Le Madri di Tiananmen chiedono al governo che parli sul massacro
Lettera aperta dei familiari degli uccisi nel massacro del 4 giugno 1989. Il Partito non risponde e attende che essi “muoiano” per sbarazzarsi del problema. Con l’avvicinarsi dell’anniversario, le famiglie sono sottoposte a controllo, isolamento, blocco del telefono, di internet e della posta.
Pechino (AsiaNews/Agenzie) – Le famiglie degli uccisi nel massacro di Tiananmen (4 giugno 1989), domandano a Pechino di rompere il silenzio e aprire con loro un dialogo sulla violenza operata dal governo.
Come ogni anno, all’avvicinarsi dell’anniversario, un gruppo di 128 membri dell’associazione Madri di Tiananmen, ha diffuso una lettera aperta in cui si critica la leadership per non voler ascoltare le loro richieste di aprire un dialogo franco e aperto su quanto avvenuto la notte fra il 3 e il 4 giugno 1989. “Le autorità comuniste – dice la lettera – dovrebbero ascoltare la nostra voce, eppure non c’è alcuna risposta… Forse che davvero essi attendono che noi ci consumiamo, che moriamo, così che il problema sparisca?”.
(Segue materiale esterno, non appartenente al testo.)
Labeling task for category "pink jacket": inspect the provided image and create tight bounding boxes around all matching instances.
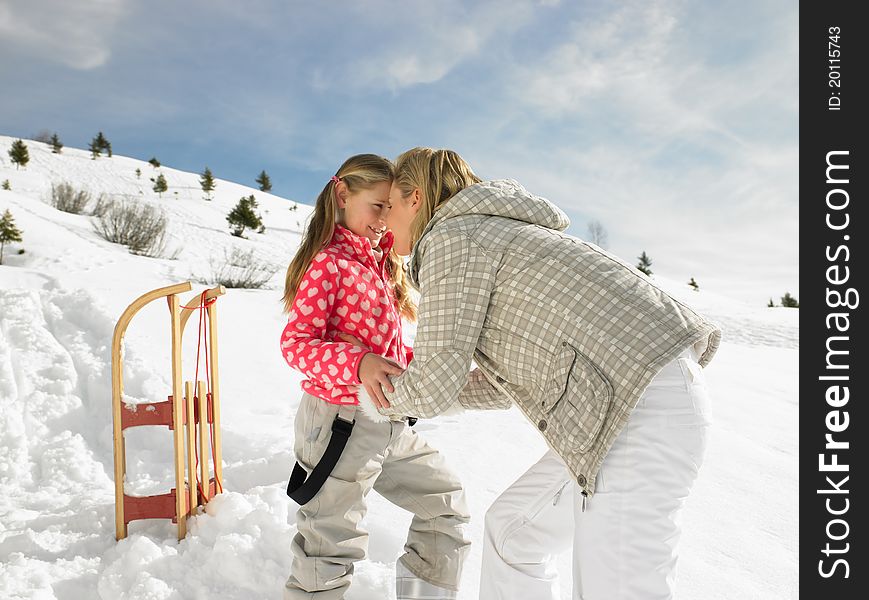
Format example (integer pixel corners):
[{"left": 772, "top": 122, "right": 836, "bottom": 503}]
[{"left": 281, "top": 225, "right": 413, "bottom": 404}]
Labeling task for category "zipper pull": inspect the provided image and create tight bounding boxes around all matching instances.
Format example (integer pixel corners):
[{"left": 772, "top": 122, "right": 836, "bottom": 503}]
[{"left": 552, "top": 483, "right": 567, "bottom": 506}]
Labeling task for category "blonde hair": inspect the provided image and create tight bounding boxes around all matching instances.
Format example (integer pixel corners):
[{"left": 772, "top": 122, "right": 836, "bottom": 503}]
[
  {"left": 281, "top": 154, "right": 416, "bottom": 321},
  {"left": 395, "top": 147, "right": 482, "bottom": 244}
]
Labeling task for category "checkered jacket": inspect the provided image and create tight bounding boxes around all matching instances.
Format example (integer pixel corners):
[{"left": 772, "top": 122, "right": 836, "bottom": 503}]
[{"left": 382, "top": 180, "right": 721, "bottom": 495}]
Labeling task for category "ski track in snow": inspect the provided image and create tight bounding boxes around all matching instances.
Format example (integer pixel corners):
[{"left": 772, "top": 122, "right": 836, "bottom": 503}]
[{"left": 0, "top": 136, "right": 799, "bottom": 600}]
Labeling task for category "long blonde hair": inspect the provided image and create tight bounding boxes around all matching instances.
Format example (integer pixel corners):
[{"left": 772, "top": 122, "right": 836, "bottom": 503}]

Da aprile al giugno ’89, fino a un milione di giovani, operai, contadini, hanno manifestato in piazza Tiananamen domandando la fine della corruzione e la democrazia. La notte fra il 3 e il 4 giugno l’esercito cinese è intervenuto con carri armati e armi da fuoco per “liberare la piazza”, occupata ormai da mesi. Centinaia e forse migliaia di giovani sono stati uccisi o stritolati, altri colpiti nelle vie adiacenti alla piazza. Per il Partito comunista, il movimento è stato una “ribellione controrivoluzionaria”, pur essendo stato un movimento non violento.
Con l’andare degli anni, di fronte alle critiche delle Madri di Tiananmen, che domandano la revisione del giudizio sui loro figli da “controrivoluzionario” a “patriota”, il governo ha fatto valere l’interpretazione del “male minore”: la soppressione del movimento dell’89 è stata necessaria per portare alla Cina tutto il benessere di oggi.
La lettera invece afferma: “Dal sangue e dalle lacrime, siamo giunti a capire che il 4 giugno non è solo un male per ogni famiglia, ma per l’intera nazione”.
Il gruppo chiede anche la fine della persecuzione contro i suoi membri. Ormai, per periodi sempre più lunghi durante l’anno, le famiglie sono seguite da poliziotti, isolate e controllate a casa, i loro telefoni tagliati, le connessioni internet azzerate, la loro posta requisita.